Below you highlight the MFS turn signal lever. When you pull it back it flashes the high beams, as it should. When the switch is in the neutral position (not pulled back or pushed forward) wire 113 remains de-energized and the high beams do not come on. Pin 56D shows that when you push the switch fully forward or fully back it jumps to pin 56A. So you can flash the high beams (pull back) or turn them on until you switch them off by returning the MFS Turn Signal Lever to the neutral position.
Screenshot 2025-01-11 at 8.27.33 AM.png
The whole problem is not with the high beams, it's with KR1 (as you have said, tested and proven) when properly grounded the lights work as you expect when running. But then they don't shut off when you shut the tractor off. That's because KR1 is still active while grounded. Pin 87 is pushing battery power to pin 30 of KR2. IF KR2 is energized the low beams come on. But when KR2 is de-energized the HIGH beams come on. Like the picture in post 33, the problem is with wire 183. Not that the wire is the problem, it has to do with what's controlling it.
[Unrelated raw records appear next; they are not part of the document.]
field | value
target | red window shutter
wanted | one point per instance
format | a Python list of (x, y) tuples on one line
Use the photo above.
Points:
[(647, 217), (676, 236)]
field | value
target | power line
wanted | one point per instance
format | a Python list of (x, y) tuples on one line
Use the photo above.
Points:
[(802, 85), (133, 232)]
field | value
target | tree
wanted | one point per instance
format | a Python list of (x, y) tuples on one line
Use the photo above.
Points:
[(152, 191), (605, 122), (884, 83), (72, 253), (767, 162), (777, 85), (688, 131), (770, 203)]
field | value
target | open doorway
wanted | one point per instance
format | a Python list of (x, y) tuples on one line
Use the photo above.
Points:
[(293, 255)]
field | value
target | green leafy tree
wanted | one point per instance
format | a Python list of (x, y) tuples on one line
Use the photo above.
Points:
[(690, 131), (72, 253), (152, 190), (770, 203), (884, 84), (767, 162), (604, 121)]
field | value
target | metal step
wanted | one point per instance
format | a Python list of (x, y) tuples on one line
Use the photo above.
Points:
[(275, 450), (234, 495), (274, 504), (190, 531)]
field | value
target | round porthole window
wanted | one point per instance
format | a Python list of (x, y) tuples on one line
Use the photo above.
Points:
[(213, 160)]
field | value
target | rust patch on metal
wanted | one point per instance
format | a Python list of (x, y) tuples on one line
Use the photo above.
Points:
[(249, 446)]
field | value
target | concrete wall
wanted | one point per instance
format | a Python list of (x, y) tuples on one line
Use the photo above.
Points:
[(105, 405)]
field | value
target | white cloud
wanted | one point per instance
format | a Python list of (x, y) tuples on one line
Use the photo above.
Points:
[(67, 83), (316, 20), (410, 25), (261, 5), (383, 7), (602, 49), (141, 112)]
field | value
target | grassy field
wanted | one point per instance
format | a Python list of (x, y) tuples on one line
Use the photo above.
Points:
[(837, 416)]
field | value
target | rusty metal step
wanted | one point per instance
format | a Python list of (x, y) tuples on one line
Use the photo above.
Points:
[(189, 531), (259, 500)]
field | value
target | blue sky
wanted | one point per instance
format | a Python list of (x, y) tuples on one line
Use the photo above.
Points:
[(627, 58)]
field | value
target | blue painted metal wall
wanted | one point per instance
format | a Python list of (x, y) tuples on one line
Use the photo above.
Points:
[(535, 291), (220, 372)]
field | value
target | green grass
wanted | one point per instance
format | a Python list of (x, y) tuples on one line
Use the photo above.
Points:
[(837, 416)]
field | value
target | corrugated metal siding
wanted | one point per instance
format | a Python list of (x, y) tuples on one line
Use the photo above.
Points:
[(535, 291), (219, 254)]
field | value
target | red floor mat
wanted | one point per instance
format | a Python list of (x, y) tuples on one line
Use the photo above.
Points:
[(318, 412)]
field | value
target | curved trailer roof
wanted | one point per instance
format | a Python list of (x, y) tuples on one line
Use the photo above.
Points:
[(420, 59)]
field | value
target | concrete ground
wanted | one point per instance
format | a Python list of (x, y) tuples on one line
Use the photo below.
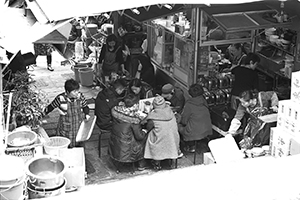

Earlier you said this is a known problem and it's known to be related to the BCM or whatever it is that controls lighting. You're asking for a work-around. Until we have fully diagnosed the problem we can't give you a good answer other than installing a switch on the dash board that grounds pin 85 of KR1. And as mentioned earlier, having a switch means the possibility of forgetting to turn it off and running the battery dead.

So if you want to add another relay to apply ground to wire 183 then the relay you install needs to be connected to a switched source. But then every time you run the tractor the lights will be on. Day or night. There is no easy work-around. If it's the BCM then it needs to be replaced.

You can read or ignore my next post.
 

Tonyr1084

Joined Sep 24, 2015
9,744
A friend had a PCM (Power Control Module) on his car that - in part - controlled the air conditioner compressor. Something in the PCM burned out causing some traces on the board to burn and a transistor blew out. He couldn't get any information on that transistor (if it was a transistor, probably was). So we fixed the traces and installed a heavy duty transistor that would switch power ON to the compressor clutch.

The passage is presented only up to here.